Embora em volume baixo, Vasili ouviu — talvez por ter ouvido apurado, herança do pai músico.
“Que música é essa? Nunca ouvi! Não entendo a letra, mas a melodia faz compreender o sentimento!” perguntou Vasili, curioso. “O que é isso?”
Wang Zhong teve uma ideia.
“Já compuseste alguma música?”
“Não... Mas meu pai me forçou tanto a estudar teoria musical que posso tentar.”
De repente, Wang Zhong sentiu-se iluminado: não precisava cantar, podia recitar! Recitaria o texto, traduzido, e Vasili cuidaria de adaptar para letra cantada.
“Então, tenta pôr melodia nisso e transformá-lo em canção!”
Olhando para o armazém repleto de cadáveres, começou a declamar:
“Ventos e fumaça cantam os heróis,
Montes atentos a escutar...
Trovões ribombam tambores dourados,
O mar em ondas dá seu cantar.
O povo guerreiro enfrenta a fera,
Sacrifica a vida pela paz.
Por que a bandeira é bela como um quadro?
O sangue dos heróis a tingiu de vermelho!
Por que a terra sempre floresce na primavera?
A vida dos heróis faz brotar as flores!”
Filipov ficou de boca aberta: “O senhor também é poeta?”
Vasili anotou os versos, releu e comentou: “A métrica está estranha, vou precisar adaptar. Mas tem uma nobreza triste, sem ser lamuriosa!”
É claro — afinal, era uma das joias imortais da minha verdadeira pátria, num outro tempo e espaço!
Wang Zhong bateu no ombro de Vasili: “É uma ordem: sobreviva, adapte a letra e componha a música.”
“Vou tentar.” Vasili olhou para o caderno. “Aqui diz que o sangue dos heróis tingiu de vermelho... O senhor pensou nisso ao ver a bandeira?”
Infelizmente, não.
Antes que Wang Zhong pudesse responder, o ronco de motores ecoou no céu.
Imediatamente, ele buscou uma visão panorâmica — e avistou o avião de reconhecimento inimigo em grande altitude.
Desta vez, Wang Zhong certificou-se: não era um bombardeiro equipado com as bombas Fritz X guiadas por rádio.
Vasili também olhava para o céu: “Malditos inimigos! Onde está nossa força aérea?”

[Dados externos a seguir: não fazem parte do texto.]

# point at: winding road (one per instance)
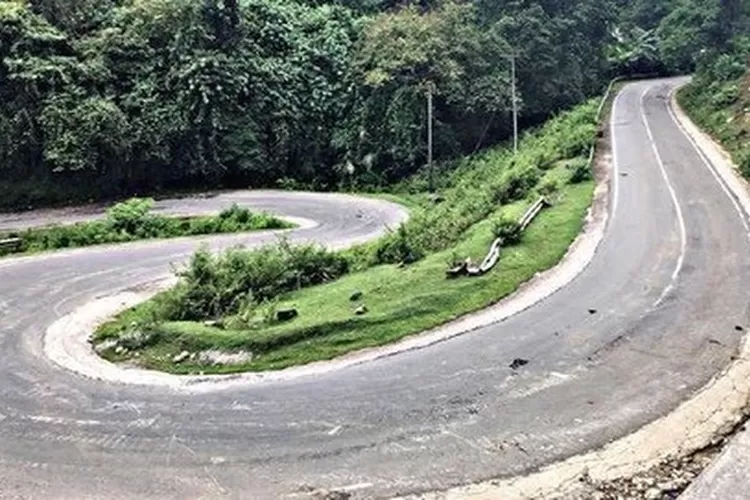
(649, 321)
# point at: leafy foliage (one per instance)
(103, 99)
(216, 285)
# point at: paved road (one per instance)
(667, 285)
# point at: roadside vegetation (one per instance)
(103, 99)
(284, 305)
(134, 220)
(718, 100)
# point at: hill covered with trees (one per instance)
(105, 98)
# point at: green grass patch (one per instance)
(132, 220)
(231, 303)
(401, 300)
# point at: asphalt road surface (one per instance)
(649, 321)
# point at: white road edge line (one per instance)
(615, 163)
(675, 201)
(707, 163)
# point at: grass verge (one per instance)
(718, 100)
(132, 220)
(377, 293)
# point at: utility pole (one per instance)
(431, 183)
(513, 91)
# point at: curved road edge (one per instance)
(66, 341)
(715, 410)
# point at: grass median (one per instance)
(133, 220)
(385, 291)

Mal acabara de falar, algo refletiu a luz do entardecer no céu.
Dois caças MiG-3 surgiram em formação.
O avião de reconhecimento inimigo respondeu com fogo de supressão, mas os MiG-3 manobraram habilmente e posicionaram-se às seis horas do adversário.
Após uma breve rajada, o motor esquerdo do avião inimigo pegou fogo, arrastando uma trilha de fumaça até o solo.
Os dois MiG-3 perseguiram a aeronave até que ela se espatifasse.
Depois, deram meia-volta e passaram roncando sobre o armazém repleto de corpos.
O piloto de um dos caças, apesar de ter acabado de abatê-lo a milhares de metros de altura, mantinha a cabine aberta.
Segundo Wang Zhong se lembrava, só pilotos italianos gostavam de voar com a cabine aberta — “para sentir o vento”.
Ao perceber o que se passava lá embaixo, o piloto ergueu a mão direita em saudação.
Alguém entre os soldados exclamou: “Seis estrelas de abate! É um ás da força aérea!”
“Urá!”
A multidão explodiu em júbilo!
Só Vasili permanecia absorto, relendo o poema recém-“escrito” por Wang Zhong.